Allow me to use non-book examples here. If you look at the geek community–which seems to have grown significantly over the last few years–you will see just how easy it is to get excited over certain ideas. At the San Diego Comic-Con, a huge contingent erupted into cheers when it was revealed that the second Superman/Man of Steel movie will have Batman and that it will take inspiration from the Dark Knight comics series. Yay! Batman vs. Superman! This sounds SO AWESOME! Of course, there is no actual guarantee that this WILL be as awesome as we think it is–as optimistic as many of us are over this, we also can’t deny the fact that this could turn out to be a big, big, mess that will turn us against the very people who are trying to give us what we want: something really, REALLY cool.

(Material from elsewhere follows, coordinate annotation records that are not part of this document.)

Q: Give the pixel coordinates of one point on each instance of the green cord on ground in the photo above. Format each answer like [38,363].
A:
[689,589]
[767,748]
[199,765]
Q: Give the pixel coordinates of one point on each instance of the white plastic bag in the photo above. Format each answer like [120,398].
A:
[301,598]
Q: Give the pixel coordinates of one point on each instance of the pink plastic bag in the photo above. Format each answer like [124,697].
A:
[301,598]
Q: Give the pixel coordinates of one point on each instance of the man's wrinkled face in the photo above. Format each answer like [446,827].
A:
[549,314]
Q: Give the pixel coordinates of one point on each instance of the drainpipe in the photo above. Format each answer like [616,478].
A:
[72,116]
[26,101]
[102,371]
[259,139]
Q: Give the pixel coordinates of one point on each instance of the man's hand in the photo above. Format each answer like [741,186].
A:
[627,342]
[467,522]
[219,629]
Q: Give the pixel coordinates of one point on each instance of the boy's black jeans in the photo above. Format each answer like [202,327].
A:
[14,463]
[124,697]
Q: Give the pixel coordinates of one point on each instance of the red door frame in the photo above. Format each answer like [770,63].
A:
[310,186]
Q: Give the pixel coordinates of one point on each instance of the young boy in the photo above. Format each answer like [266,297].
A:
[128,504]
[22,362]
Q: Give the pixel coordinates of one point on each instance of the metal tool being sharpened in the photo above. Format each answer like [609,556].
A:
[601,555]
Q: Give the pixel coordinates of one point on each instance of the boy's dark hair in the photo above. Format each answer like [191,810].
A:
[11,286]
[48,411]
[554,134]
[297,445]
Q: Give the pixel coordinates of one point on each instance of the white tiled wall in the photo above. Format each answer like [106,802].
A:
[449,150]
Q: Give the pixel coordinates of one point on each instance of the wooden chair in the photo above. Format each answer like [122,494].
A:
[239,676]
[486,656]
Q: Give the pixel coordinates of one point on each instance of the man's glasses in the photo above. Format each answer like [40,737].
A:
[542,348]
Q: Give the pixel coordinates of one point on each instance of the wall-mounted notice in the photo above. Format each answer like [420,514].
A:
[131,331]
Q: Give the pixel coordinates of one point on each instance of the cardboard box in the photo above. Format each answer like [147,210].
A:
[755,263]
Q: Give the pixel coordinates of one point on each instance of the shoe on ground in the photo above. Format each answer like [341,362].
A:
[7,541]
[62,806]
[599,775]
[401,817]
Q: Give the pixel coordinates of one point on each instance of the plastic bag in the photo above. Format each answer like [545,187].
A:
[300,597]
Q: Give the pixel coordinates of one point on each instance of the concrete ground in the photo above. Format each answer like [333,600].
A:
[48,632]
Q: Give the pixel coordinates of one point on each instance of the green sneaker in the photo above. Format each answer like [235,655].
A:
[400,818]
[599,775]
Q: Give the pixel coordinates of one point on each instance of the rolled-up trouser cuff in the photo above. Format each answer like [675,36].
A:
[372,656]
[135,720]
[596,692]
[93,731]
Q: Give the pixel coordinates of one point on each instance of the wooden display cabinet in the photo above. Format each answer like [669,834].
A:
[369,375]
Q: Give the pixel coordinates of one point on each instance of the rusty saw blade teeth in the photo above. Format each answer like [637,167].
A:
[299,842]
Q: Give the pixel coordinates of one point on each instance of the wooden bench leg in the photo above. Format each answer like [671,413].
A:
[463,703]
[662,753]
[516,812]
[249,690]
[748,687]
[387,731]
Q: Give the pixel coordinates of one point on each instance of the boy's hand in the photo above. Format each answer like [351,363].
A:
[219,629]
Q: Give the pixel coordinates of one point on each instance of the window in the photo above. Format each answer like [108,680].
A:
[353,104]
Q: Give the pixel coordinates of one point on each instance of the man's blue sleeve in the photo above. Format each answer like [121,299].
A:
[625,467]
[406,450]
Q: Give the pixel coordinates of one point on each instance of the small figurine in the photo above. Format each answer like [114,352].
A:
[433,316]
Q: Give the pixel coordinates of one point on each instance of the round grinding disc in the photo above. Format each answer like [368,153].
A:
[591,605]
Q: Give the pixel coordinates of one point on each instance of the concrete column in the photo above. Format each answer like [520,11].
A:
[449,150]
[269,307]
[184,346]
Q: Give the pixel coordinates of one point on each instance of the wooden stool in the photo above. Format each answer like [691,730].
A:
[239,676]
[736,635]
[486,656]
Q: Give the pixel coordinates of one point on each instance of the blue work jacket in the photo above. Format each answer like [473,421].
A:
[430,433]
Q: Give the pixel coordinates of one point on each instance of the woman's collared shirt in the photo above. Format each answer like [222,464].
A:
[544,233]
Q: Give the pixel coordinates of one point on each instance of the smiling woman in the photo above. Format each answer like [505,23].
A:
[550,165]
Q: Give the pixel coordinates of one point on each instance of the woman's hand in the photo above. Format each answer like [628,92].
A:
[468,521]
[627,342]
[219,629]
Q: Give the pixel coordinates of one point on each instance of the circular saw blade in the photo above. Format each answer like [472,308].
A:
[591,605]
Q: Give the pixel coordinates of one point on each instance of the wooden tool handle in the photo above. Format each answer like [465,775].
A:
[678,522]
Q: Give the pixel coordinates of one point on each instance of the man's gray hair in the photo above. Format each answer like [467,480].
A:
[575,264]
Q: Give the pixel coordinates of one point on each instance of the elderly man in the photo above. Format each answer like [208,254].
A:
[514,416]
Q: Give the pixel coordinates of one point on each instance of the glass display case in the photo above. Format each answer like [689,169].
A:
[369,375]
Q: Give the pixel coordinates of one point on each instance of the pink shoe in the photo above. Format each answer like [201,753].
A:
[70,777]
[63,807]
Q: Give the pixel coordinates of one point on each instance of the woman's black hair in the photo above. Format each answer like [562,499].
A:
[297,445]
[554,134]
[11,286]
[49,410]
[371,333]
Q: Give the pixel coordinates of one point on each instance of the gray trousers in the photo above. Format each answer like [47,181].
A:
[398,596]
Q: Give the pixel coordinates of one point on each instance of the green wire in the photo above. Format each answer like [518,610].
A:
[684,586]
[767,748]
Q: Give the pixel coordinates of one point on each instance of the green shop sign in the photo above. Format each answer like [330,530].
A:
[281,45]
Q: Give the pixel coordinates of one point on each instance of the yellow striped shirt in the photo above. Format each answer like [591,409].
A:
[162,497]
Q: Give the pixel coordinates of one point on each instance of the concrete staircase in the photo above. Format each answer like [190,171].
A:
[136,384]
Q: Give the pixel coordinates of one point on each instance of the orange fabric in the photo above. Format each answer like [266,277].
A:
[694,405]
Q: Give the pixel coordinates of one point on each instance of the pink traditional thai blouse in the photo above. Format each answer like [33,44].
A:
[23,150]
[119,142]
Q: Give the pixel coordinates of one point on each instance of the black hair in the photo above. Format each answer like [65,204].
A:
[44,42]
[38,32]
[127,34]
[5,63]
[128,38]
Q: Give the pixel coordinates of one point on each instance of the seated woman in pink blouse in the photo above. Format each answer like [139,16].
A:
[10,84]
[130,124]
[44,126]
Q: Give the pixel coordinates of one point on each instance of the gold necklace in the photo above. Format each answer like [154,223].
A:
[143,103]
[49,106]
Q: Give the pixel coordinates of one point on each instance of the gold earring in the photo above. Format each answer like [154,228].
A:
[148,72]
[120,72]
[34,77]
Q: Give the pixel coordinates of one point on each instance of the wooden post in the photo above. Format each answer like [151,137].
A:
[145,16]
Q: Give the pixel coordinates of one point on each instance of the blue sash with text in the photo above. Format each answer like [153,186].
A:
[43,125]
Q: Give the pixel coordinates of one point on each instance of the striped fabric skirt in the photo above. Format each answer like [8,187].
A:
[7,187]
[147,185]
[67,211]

The problem is that we never really explain to them properly that the “cool factor” only works if you put it in the right kind of context. We just tell them (through our Internet fangasming) that so-and-so scene is legendary and should be included in the movie version or something.

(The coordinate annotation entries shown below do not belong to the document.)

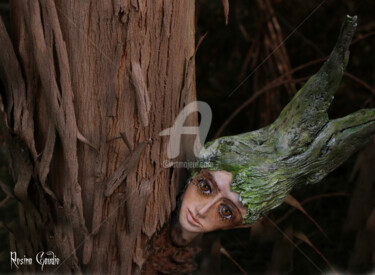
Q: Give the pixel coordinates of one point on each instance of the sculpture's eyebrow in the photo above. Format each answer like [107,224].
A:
[208,175]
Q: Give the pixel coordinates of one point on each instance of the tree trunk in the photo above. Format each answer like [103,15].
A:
[89,86]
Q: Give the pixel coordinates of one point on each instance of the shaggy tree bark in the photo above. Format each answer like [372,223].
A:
[88,87]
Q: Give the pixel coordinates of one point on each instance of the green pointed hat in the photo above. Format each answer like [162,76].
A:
[301,147]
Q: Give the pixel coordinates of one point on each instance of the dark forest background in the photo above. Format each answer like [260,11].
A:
[244,68]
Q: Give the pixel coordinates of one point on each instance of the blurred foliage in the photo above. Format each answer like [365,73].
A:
[271,247]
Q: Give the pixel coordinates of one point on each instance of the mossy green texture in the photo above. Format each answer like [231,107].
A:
[301,147]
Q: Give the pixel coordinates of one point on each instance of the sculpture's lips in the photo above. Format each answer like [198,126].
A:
[193,221]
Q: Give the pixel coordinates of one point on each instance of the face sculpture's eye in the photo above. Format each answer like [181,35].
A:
[204,186]
[225,212]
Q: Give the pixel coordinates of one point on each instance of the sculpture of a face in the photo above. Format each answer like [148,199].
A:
[209,204]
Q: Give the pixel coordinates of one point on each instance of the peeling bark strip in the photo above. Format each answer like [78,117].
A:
[83,73]
[127,166]
[141,94]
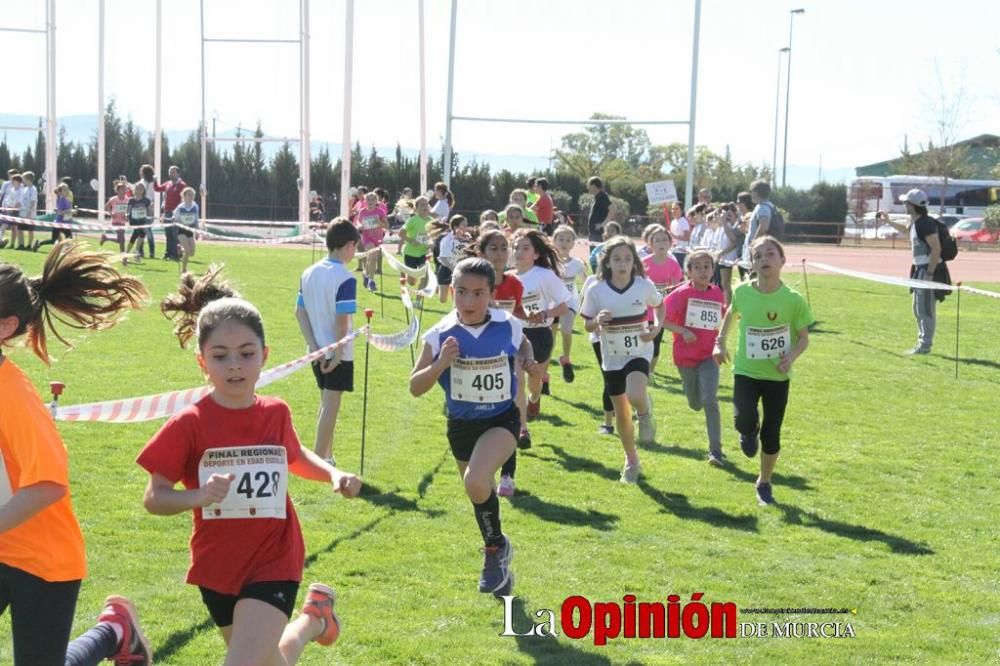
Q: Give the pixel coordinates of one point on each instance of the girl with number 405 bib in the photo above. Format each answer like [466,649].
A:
[773,333]
[233,451]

As such, I think readers mislead a lot of people–including themselves–into thinking that the new concept is everything they need; sometimes, they completely forget that the concept itself only worked because of skillful execution on the part of the people who worked on the piece. Readers, especially fannish readers (and we have to admit that we are legion these days), often fail to articulate that they need more than an interesting premise for the book–they need a seamless reading experience that they find difficult to get out of. This means no misspellings, no confusing sentences, no plot inconsistencies that will niggle at their brains for the rest of the story (or make them stop reading altogether. As a case in point: The Dresden Files has an excellent concept AND its storytelling was phenomenal. There are cool bits, and they are cool because they are assimilated in the plot. Why is it so hard to do?
There is hope
Thankfully, there are writers out there who insist on making sure that anything they plan to publish is good before they actually publish them. There are also readers out there who take the time to explain in detail why an awesome moment works in one story, but doesn’t work in another (I wish I can do that, but I can barely even remember to eat lunch sometimes). There are people who decide to take on that kind of responsibility, and I have to admire them.

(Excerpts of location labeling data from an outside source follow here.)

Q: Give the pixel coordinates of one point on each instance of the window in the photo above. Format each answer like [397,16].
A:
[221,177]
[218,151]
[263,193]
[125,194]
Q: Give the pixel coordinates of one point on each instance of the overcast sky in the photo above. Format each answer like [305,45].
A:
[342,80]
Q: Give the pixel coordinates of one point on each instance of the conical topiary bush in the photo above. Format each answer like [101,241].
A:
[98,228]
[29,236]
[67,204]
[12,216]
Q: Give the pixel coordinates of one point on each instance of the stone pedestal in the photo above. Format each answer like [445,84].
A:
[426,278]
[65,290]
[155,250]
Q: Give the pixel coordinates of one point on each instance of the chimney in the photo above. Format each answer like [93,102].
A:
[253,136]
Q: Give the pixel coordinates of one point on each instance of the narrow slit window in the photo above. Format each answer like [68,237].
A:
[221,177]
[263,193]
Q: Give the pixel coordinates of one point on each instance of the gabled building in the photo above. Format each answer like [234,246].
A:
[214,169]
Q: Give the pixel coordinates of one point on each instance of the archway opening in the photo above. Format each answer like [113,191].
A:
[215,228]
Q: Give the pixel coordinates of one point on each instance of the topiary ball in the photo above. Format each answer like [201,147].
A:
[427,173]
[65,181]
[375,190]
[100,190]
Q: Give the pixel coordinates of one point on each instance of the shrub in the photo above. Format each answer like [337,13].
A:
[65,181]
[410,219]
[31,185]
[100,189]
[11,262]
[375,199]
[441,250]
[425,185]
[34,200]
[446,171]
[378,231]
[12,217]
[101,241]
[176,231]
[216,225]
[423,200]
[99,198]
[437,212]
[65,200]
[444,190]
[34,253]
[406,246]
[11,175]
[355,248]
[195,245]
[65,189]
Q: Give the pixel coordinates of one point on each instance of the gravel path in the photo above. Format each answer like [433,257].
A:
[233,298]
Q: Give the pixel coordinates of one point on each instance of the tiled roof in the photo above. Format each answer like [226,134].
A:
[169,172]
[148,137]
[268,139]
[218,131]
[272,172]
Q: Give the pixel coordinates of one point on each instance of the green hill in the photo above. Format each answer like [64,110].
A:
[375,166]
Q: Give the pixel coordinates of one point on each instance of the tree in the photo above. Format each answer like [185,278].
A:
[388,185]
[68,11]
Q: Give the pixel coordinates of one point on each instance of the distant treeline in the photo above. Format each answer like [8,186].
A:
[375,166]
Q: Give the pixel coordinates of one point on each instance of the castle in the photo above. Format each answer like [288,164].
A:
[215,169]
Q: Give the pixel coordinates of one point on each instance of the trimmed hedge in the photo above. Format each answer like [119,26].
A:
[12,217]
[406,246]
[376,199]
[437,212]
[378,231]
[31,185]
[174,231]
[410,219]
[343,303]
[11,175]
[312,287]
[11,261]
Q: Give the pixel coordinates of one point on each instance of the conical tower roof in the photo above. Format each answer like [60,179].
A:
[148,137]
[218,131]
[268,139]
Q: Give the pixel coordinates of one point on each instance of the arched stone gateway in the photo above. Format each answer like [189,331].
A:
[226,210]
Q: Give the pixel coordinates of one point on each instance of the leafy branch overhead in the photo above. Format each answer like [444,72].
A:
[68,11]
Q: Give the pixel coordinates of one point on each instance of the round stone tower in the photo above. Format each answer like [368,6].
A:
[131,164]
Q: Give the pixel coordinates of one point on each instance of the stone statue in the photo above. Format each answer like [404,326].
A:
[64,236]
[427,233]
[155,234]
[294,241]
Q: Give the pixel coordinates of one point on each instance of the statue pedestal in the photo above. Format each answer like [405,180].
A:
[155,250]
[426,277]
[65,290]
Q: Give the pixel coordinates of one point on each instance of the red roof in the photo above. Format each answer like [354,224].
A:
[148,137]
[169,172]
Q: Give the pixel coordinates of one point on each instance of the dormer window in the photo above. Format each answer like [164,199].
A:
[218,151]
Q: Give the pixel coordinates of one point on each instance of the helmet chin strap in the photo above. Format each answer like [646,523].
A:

But they can’t do this alone. Fellow writers, we have to remember that we’re creating these things so they will be read–and we have to make sure that the reading experience is not painful for readers. Fellow readers, this hype-complain-hype cycle is helping NO ONE. We have to stop being so reactive and start really thinking about why we like the stories we like and help storytellers become better writers. We can help each other, I know we can! At the end of the day, we all love great stories; shouldn’t we try to make it work together?